Nonostante una discreta impennata avvenuta proprio in questi ultimissimi anni, i live-action, purtroppo, godono ancora di una bassissima considerazione: anche a causa delle grandi difficoltà legate al loro reperimento (almeno nel nostro paese), se si eccettua una ristretta cerchia di fans questo tipo di titoli non godono ancora di un grandissimo seguito.
Diciamoci la verità: se la trasposizione manga/anime genera sempre almeno qualche mugugno quella manga/live action dovrebbe essere considerata come una vera bestemmia. Pochi generi sono "veramente" adattabili, e anche all'interno di questi il livello di compatibilità tra originale e "copia" è spesso molto bassa in quanto entra in gioco anche il fattore "recitazione" e questa... beh, meglio non aggiungere altro.
Dopo aver visto questo "Good morning - Call" devo però ammettere che il futuro dei live-action potrebbe essere meno nero rispetto a quanto immaginassi. Purtroppo non ho letto il manga da cui è stato tratto per cui mi è impossibile fare una comparazione; però dalla visione degli episodi si nota chiaramente il grande sforzo fatto per non sfigurare ed il risultato finale è sicuramente positivo.
"Coinquilini per forza": è questo il tema dominante di Good morning - Call, che racconta la storia di due studenti, il bellissimo e scorbutico Hisashi Uehara e la dolce e goffa Nao Yoshikawa, che a seguito di una truffa sono costretti a condividere lo stesso tetto. Quello che succederà da quel momento in poi è intuibile: dire soltanto una parola in più sarebbe inutile spoiler per cui evito.
Ciò che mi ha maggiormente impressionato guardando questo live-action sono stati i grandi passi avanti compiuti nella recitazione rispetto ai titoli che avevo visto in passato. La prova di Haruka Fukuhara (Nao), in particolare, è stata davvero straordinaria: se l'obiettivo era quello di farla assomigliare ad un personaggio di un manga direi che questo è stato, nel limite del possibile, raggiunto. Haruko è un esplosione di facce buffe, movimenti poco convenzionali e balletti poco probabili tutti in stile manga. Cosa le si poteva chiederle di più?
Anche il partner di Haruka, e cioè Shunja Shiraishi (Uehara), si rende protagonista di un'ottima prova anche se, obiettivamente, il suo era un personaggio molto più statico e quindi molto più facile da interpretare.
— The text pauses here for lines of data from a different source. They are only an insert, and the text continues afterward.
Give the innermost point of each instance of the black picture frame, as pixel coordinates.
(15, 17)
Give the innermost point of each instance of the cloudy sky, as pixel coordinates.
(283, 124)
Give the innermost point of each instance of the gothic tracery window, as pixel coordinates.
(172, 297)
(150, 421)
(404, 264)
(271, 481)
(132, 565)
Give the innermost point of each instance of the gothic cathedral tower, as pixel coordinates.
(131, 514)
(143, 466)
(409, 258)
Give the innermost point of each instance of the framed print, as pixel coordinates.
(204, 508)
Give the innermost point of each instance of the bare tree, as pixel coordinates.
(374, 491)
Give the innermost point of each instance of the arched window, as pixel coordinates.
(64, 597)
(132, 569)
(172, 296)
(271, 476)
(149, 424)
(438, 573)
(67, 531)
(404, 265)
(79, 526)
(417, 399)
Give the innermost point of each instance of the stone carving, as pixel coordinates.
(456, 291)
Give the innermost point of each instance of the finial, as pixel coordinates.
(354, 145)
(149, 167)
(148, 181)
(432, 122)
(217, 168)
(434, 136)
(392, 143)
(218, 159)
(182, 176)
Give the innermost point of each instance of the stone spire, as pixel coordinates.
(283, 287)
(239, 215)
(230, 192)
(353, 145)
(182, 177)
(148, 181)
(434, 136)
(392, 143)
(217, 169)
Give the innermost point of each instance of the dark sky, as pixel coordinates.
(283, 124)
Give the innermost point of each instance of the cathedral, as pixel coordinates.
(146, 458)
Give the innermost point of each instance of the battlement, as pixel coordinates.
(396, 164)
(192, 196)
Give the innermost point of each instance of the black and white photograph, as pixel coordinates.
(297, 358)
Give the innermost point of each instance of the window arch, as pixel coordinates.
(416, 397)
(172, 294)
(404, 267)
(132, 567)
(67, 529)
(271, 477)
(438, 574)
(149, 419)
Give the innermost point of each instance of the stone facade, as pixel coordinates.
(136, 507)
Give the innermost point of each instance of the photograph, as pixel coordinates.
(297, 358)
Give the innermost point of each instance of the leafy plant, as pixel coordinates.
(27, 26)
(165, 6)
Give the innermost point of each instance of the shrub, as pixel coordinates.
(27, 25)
Lasciatemi però, nell'improbabile possibilità che qualcuno laggiù mi ascolti, dare un paio di consigli.
Il primo: se una cosa non sapete farla bene, meglio evitare di farla. Faccio un esempio: ad un certo punto Nao ed Uehara, con la testa fra le nuvole, si producono in una serie di cadute su uno scalino all'interno dell'appartamento. Queste cadute risultano false come una moneta da tre euro, un sacco di patate avrebbe saputo fare molto meglio.
Il secondo: fate qualcosa per i baci! Uno shoujo senza baci è come un western senza pistole; e quelli che vediamo all'interno del live-action sono un vero scandalo. Già nel 1939 Via col vento proponeva baci che sarebbero rimasti nella storia; possibile che dopo quasi cento anni siete messi ancora così?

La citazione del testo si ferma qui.